My teammates have been amazing and praying for me all the time 
and incredibly supportive, because this week has been a lot of processing. Yolando offered to work out my tight muscles again. Right before I had just expressed to some teammates my confusion and pain. I told them, “If God keeps healing it then making it worse, I don’t know if I can handle it.” They reminded me that God does not give us anything we can’t handle and I was reminded of what God told me earlier in the week. God told me that the reason He is letting this happen now is because He knows I can handle it. I was encouraged and kept praying for peace. Then, Yolando began to work on my back. Once she got a good look at it, she said, "It’s not getting worse, it is almost straight.” My tears stopped immediately and a huge smile came across my face. She showed me by putting her finger on where my spine is. Everyone sitting around me smiled. She used to be able to draw an “S” on my back!!!! God gave me peace that was my answer. It didn't get worse at 
all, but it is a process like God was trying to tell me all along. “Evening, morning and noon I cry out in distress, and he hears my voice” Psalm 54:17. I believe that God is my HEALER, that his mercies are new each day and that He loves me with an EVERLASTING love. When I go home I will be doing physical therapy. What an even greater way for God to use me for ministry!

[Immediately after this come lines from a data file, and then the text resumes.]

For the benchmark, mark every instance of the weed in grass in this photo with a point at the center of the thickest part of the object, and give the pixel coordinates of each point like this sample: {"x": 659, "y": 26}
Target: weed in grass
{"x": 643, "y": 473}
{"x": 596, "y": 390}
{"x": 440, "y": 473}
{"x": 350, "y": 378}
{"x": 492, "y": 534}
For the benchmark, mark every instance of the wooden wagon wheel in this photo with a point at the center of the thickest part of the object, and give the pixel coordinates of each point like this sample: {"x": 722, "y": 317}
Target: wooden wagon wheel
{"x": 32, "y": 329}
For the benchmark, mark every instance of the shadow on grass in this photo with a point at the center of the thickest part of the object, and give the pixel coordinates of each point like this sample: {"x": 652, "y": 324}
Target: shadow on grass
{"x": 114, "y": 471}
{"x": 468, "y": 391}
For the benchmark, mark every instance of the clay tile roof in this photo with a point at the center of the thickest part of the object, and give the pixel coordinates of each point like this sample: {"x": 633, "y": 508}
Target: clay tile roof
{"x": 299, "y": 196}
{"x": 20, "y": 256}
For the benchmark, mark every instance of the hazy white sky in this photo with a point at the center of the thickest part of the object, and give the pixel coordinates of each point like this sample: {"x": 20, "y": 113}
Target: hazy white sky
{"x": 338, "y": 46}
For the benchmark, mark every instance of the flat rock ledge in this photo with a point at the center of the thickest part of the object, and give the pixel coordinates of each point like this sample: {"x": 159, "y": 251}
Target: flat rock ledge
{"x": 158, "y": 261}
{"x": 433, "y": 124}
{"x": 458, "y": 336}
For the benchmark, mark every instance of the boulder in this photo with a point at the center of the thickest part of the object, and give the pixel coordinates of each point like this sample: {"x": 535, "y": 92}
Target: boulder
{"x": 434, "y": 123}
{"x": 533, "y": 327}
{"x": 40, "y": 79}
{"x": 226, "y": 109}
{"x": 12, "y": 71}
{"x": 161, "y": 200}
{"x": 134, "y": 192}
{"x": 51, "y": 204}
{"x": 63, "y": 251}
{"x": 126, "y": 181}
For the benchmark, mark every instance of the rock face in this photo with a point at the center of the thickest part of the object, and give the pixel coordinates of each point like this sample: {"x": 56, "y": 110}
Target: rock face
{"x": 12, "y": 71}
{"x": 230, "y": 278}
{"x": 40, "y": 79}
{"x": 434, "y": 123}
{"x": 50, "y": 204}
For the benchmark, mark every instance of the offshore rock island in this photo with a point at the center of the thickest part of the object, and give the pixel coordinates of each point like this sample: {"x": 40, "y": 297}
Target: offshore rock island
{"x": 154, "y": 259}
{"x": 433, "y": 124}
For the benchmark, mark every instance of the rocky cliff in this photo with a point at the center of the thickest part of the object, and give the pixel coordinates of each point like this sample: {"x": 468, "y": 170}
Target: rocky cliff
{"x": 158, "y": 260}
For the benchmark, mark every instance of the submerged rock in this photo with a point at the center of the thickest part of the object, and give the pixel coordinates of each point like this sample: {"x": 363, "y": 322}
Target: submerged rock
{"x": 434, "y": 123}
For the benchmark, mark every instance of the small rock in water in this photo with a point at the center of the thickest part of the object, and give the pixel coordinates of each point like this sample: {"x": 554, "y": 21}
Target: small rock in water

As today is our last day in Thailand, more in awe of God than ever, I know that He has changed each member of my team eternally. We will NEVER be the same. We are daughters of the most -high KING. He hears our cries. He delights in us. When I go home and proclaim the miracles God has showed me, I will not forget that it is “By His wounds we are healed” Isaiah 53:5. God didn’t have to perform a miracle in me. The point is that He did and He deserves all the glory. Just because He chose to do this here in Thailand does not mean that He can't do this anywhere. Let us rise up to His calling and boast in His goodness! Praise Him both now and forever more!!
As Jesus was sending out His disciples, He told them, “As you go, preach this message: The Kingdom of heaven is near! Heal the sick, raise the dead, cleanse those who have leprosy, drive out demons. Freely you have received, freely give” Matthew 10:7-8.
Thank you from the bottom of my heart to everyone who helped me get to Thailand! I am in love with it! Please pray for safe travels, processing and re-entry.